On 8 March 2016 at 09:43, Marek Posolda <mposolda@redhat.com> wrote:
+1 to remove it.

We can always re-add or add something different if people start to complain ;-)

I guess that earlier or later, we may still need a possibility to configure hostname for keycloak server. I think that there were people with funky deployments having issues even if they don't use auth-server-url-for-backend-requests. Other possibility instead of introduce hostname might be to introduce list of valid URLs on adapter side, which are acceptable as issuers of access token. But who knows, maybe everyone can somehow fix his deployment and we won't need anything :-)

I don't think we'll need it, nor do I think we need a list of valid URLs on adapter side. It's a slippery slope to do that, both in terms of usability and security. Token should be issued by a specific Keycloak server (and hostname is important here) and a token issued by one Keycloak server with one hostname is not equivalent of a token issued by another server.

If someone can't configure DNS or hostnames they'll just have to invoke it through the reverse proxy or load balancer. In fact in a cluster you most likely will have to go through the load balancer in either case.
 


Marek


On 08/03/16 09:08, Stian Thorgersen wrote:
Currently we allow adapters to configure two urls for Keycloak (auth-server-url and auth-server-url-for-backend-requests). I propose we remove auth-server-url-for-backend-requests.

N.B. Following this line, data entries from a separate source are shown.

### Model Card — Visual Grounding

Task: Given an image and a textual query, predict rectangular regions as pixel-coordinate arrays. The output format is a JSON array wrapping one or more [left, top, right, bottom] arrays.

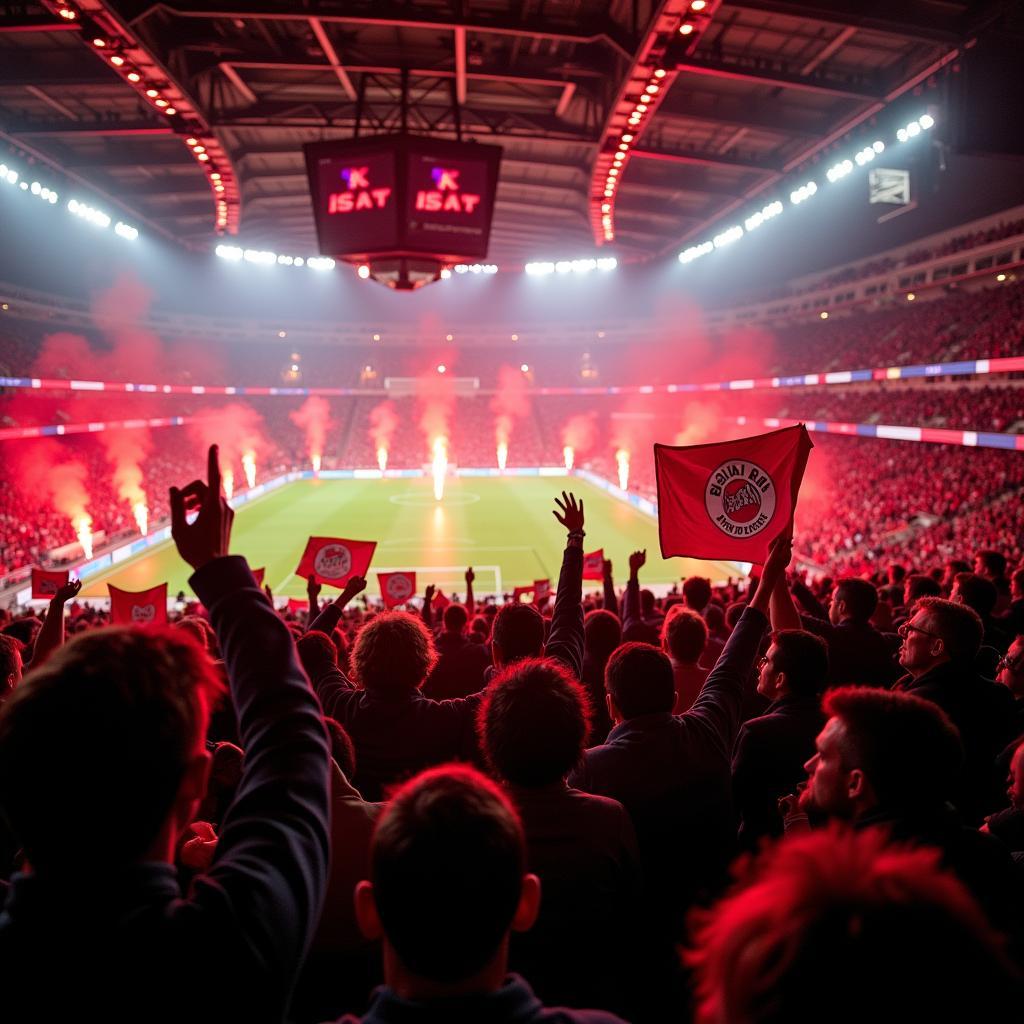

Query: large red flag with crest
[[32, 568, 71, 601], [377, 572, 416, 608], [583, 548, 604, 580], [654, 424, 814, 565], [295, 537, 377, 590], [106, 583, 167, 626]]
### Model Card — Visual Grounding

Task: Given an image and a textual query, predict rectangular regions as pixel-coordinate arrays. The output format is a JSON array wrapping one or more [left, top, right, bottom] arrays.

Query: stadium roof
[[0, 0, 1001, 264]]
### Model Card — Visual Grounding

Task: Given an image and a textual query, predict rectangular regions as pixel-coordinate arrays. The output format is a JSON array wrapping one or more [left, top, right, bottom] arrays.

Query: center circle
[[388, 490, 480, 508]]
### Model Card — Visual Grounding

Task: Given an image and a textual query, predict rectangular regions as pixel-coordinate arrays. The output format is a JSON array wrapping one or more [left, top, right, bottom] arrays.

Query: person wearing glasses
[[894, 597, 1016, 823]]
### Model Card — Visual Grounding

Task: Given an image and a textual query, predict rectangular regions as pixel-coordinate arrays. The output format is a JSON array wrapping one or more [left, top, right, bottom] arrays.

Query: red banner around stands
[[106, 583, 167, 626], [654, 424, 813, 565], [32, 568, 71, 601], [295, 537, 377, 590], [583, 548, 604, 580], [377, 572, 416, 608]]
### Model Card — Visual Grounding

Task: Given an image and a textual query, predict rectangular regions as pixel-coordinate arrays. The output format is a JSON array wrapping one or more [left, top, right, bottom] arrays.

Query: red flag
[[295, 537, 377, 590], [32, 568, 71, 601], [377, 572, 416, 608], [654, 424, 814, 565], [106, 583, 167, 626], [583, 548, 604, 580]]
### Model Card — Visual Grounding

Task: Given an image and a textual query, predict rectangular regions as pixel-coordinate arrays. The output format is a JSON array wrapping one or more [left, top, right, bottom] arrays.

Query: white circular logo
[[387, 575, 413, 601], [131, 604, 157, 623], [705, 459, 775, 538], [313, 544, 352, 580]]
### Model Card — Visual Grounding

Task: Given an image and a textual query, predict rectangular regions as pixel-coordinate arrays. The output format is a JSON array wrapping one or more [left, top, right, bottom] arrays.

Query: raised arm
[[685, 535, 793, 758], [623, 548, 647, 636], [25, 580, 82, 672], [601, 558, 618, 615], [544, 490, 586, 679], [306, 577, 367, 636], [171, 445, 329, 1019]]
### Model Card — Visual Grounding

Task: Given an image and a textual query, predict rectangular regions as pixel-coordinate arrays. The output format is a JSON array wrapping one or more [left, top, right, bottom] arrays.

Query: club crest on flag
[[705, 459, 775, 537], [385, 572, 413, 601], [131, 604, 157, 623], [313, 544, 352, 580]]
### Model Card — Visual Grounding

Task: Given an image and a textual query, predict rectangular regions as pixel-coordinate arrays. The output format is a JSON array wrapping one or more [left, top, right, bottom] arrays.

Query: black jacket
[[0, 556, 329, 1024]]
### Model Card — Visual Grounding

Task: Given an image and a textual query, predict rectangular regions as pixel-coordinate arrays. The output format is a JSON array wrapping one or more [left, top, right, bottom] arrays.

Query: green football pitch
[[82, 477, 738, 597]]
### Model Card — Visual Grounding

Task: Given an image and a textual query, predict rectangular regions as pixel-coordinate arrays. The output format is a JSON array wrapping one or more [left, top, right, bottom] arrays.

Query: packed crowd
[[0, 447, 1024, 1024]]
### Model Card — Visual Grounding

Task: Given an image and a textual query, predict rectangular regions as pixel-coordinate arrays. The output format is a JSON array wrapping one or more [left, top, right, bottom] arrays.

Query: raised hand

The auth-server-url-for-backend-requests property was added as a way for adapters to invoke Keycloak directly without having to go through a load balancer or reverse proxy.

The issue with auth-server-url-for-backend-requests is that the Keycloak server will not know the adapter is invoking Keycloak from a different URL, which results in invalid URLs in tokens and also if any links are generated (for example verify email). 

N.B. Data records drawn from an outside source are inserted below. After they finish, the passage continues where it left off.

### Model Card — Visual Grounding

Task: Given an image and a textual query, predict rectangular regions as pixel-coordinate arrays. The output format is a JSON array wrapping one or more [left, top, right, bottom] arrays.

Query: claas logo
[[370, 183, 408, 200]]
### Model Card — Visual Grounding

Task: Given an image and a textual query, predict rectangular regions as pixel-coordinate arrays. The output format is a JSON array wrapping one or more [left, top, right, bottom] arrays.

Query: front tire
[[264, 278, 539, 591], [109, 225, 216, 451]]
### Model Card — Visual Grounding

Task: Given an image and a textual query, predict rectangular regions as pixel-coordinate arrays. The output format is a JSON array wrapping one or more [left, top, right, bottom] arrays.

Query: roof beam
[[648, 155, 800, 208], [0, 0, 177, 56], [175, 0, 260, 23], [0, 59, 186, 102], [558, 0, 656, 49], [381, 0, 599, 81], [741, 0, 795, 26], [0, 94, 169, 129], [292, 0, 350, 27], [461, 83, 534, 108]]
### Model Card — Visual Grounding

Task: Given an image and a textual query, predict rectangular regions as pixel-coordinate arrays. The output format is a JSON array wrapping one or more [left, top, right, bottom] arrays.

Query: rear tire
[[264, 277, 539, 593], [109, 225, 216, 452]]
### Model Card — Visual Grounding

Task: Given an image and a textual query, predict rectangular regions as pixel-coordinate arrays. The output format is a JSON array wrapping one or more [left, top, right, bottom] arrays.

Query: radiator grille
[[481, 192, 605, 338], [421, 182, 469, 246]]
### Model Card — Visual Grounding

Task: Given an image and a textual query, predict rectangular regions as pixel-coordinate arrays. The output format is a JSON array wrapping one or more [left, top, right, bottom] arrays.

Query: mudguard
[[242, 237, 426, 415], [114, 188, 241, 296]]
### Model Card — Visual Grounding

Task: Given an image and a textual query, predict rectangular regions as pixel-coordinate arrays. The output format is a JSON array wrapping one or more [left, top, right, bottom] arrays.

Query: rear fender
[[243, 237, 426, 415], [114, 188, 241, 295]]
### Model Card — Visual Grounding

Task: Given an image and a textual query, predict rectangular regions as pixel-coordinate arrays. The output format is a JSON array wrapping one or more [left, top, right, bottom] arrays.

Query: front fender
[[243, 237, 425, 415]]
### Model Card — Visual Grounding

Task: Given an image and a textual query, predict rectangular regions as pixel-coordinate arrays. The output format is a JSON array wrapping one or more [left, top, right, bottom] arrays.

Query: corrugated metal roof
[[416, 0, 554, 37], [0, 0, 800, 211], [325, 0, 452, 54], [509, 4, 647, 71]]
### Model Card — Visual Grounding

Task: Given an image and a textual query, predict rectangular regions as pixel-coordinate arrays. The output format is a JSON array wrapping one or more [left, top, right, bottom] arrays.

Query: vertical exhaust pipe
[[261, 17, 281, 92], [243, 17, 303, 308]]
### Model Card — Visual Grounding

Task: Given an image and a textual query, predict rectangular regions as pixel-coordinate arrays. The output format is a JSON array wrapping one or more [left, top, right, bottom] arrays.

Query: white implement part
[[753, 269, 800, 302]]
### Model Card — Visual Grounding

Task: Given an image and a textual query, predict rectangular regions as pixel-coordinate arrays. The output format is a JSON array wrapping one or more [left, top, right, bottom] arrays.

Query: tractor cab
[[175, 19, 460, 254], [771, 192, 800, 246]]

It also means that there's a need to have two separate certificates configured for Keycloak as there are different hostnames.

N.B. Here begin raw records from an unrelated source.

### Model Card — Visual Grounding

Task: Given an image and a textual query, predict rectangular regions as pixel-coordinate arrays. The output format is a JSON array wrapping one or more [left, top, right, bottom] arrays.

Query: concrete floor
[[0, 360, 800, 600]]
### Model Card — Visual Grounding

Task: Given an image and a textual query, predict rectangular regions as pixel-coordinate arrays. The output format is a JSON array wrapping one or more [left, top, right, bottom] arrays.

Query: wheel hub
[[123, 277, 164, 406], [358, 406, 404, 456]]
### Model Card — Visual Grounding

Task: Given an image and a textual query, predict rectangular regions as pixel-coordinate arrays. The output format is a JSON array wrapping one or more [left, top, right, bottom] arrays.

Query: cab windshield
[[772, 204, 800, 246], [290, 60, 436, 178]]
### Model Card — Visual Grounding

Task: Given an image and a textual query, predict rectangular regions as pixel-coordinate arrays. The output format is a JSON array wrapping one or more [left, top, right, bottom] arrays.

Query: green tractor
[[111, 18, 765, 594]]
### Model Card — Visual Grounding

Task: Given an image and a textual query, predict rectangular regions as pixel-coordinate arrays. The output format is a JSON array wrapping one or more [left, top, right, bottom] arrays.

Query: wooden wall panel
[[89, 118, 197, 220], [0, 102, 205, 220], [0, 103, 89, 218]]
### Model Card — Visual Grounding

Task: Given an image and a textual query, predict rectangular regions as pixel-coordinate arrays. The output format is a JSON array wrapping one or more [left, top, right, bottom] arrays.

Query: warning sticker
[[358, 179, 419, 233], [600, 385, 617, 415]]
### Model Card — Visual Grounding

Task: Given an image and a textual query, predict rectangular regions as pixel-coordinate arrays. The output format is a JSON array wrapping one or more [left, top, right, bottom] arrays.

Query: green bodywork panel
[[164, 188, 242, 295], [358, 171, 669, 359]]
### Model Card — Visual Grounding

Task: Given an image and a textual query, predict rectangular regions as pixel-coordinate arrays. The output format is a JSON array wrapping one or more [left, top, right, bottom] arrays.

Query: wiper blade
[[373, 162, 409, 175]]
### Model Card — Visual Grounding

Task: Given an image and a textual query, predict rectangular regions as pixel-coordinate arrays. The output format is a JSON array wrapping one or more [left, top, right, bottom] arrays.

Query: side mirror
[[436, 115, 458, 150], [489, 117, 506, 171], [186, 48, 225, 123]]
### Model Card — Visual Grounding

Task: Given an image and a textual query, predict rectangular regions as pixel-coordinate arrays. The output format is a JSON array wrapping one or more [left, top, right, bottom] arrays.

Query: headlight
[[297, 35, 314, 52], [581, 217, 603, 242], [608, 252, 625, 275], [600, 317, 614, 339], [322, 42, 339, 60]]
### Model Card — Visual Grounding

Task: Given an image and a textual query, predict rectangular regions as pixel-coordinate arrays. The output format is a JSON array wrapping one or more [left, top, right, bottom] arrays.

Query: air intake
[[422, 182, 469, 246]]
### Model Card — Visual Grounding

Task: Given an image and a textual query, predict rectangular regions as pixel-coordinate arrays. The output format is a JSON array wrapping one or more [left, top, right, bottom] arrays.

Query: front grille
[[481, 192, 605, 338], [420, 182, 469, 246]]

The currently proposed solution is to add a way to configure the hostname for the Keycloak server. However, this is an extra configuration requirement and is also a significant amount of work to implement as well as potentially quite error prone. This could further be problematic if there is indeed two valid URLs for a server (for example http://company.com and http://internal.company.com).

We should simply remove auth-server-url-for-backend-requests. If anyone wants to bypass the load balancer for internal machines that should be solved at the DNS level or by adding entries to the host file. As the hostname remains the same there's no need for multiple certificates, nor is there a need to hardcode the address on the Keycloak server itself.